Where has March gone, this glorious month of perfect outdoor weather? Kathy and I took on a couple of epic projects and brought our favorite contractor back to help with two jobs we knew we couldn't do well on our own.
One rainy day last week I bought a walk-behind lawn mower with powered wheels, a 21" Honda, so that I could do the tender areas where I don't want heavy lawn machinery chewing up the sod. The early spring put the grass into a burst of growth, so I mowed most of the property in two big sessions on Sunday and Monday. Today I feel like well-rusted machinery in a junk yard. I'm used to 30 minutes on a treadmill at the gym. Two hours behind a lawn mower put my legs into a state of emergency, and I had to do another hour or so yesterday to do the back yard.
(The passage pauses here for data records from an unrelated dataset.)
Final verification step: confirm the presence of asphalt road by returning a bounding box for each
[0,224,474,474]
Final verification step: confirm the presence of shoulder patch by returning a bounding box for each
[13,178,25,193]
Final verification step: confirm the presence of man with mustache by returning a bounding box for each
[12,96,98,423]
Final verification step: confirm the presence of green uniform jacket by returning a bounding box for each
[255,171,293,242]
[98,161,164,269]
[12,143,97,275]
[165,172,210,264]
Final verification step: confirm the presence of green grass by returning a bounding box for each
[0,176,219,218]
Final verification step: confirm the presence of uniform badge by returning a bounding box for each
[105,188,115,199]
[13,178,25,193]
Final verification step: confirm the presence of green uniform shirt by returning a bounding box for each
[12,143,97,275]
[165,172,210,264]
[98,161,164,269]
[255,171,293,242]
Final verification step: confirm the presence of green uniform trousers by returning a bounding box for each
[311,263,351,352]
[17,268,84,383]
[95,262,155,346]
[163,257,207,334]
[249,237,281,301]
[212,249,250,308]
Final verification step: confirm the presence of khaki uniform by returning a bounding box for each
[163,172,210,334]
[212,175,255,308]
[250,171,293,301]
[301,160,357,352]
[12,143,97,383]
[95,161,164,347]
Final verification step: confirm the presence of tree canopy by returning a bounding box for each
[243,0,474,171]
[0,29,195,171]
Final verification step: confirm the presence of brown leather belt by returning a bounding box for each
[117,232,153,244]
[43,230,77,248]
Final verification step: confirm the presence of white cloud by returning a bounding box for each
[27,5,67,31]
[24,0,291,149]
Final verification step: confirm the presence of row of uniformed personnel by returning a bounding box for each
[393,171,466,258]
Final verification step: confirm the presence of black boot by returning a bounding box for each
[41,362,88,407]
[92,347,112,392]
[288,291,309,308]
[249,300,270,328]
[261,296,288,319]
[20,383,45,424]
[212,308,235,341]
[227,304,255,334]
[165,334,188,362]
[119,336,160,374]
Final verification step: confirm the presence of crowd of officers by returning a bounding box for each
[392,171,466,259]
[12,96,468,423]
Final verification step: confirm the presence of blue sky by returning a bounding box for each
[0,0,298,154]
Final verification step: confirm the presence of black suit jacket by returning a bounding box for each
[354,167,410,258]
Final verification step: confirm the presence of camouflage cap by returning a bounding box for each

This is not whining. I am delighted to have the exercise outside rather than on a treadmill in a gym.
Steve Brandt and Tim Yanko have been correcting the French drain that probably never drained anything in its life.
This wall is on the right as you walk out of the garage. On the other side is a steep grassy hill that was showing signs of steady erosion last spring, owing to the failure of the drain to catch any of the storm water that flows down the driveway and through the wall on the way to the lake below. The French drain connects to a buried drainage pipe that Steve installed on the other side last April. It empties into the storm drainage swale in the distance beyond the wall. We'll get to that part of the story in a minute.
Opposite this wall is a companion wall on the left as you walk out of the garage. They are moving the wall so that we can plant on either side of it.
They finished laying a new base yesterday afternoon. The original wall was laid up without a base. Since the soil can become waterlogged after a long rain, we wanted to protect against settling and tilting, so the base includes at least six inches of crushed rock.
Kathy has been at work since Sunday planting one of the two corner berms we built last May.
She planted creeping phlox in two colors all along the outer edge. The wispy shrubs on the crest of the berm are Russian Sage plants just coming back to life. The three trees are Kousa dogwoods. They flower after leafing out in the spring and are suited to a full-sun location. Our "line-out" beds for daylilies are laid out in S-curves inside the berm.
Looking at it from the other end, you can make out the pretty blue perennials (Lithodora) she alternated with a small variety of creeping Thyme. The Lithodora is a creeping plant that she hopes will join with the Thyme in covering the surface.
The collapsed drainage swale I've been writing about is within two more work sessions of being emptied of rubble and paving brick. I spent two hours yesterday lobbing bricks onto the grass.
I finally exposed the ugly break that had been obscured by layers of paving bricks. Not that this is any better, but "inquiring minds want to know." I imagine the developer built this swale in the same fly-by-night manner he built the house we live in. Over the years it cracked, and water got under it, and a trickle became a rivulet, and so on, until a big section collapsed into the undermined area and broke apart.
The problem I saw when we first inspected the property is that the mass of fill material was mounded up down the center of the channel, forcing storm water out to the sides and sometimes over the bank. The sides in this area have been considerably widened by water flows, and the slope of the broken concrete exacerbates the problem. A great deal of the rock I've tossed out has to go back in on the sides to protect the banks and force the water toward the middle, which has to be lowered.
"Sometimes in this life, Baby, ya see things ya don't wanna see." There's one more pile of paving bricks in the way of seeing what I have to deal with, and one more small zone of rocks beyond the bricks. I might have to invite Steve and Tim back with their jackhammer to break up that big sloping section, but there's another big section under the last brick pile.
By the end of this week, I want to know what this looks like without rubble.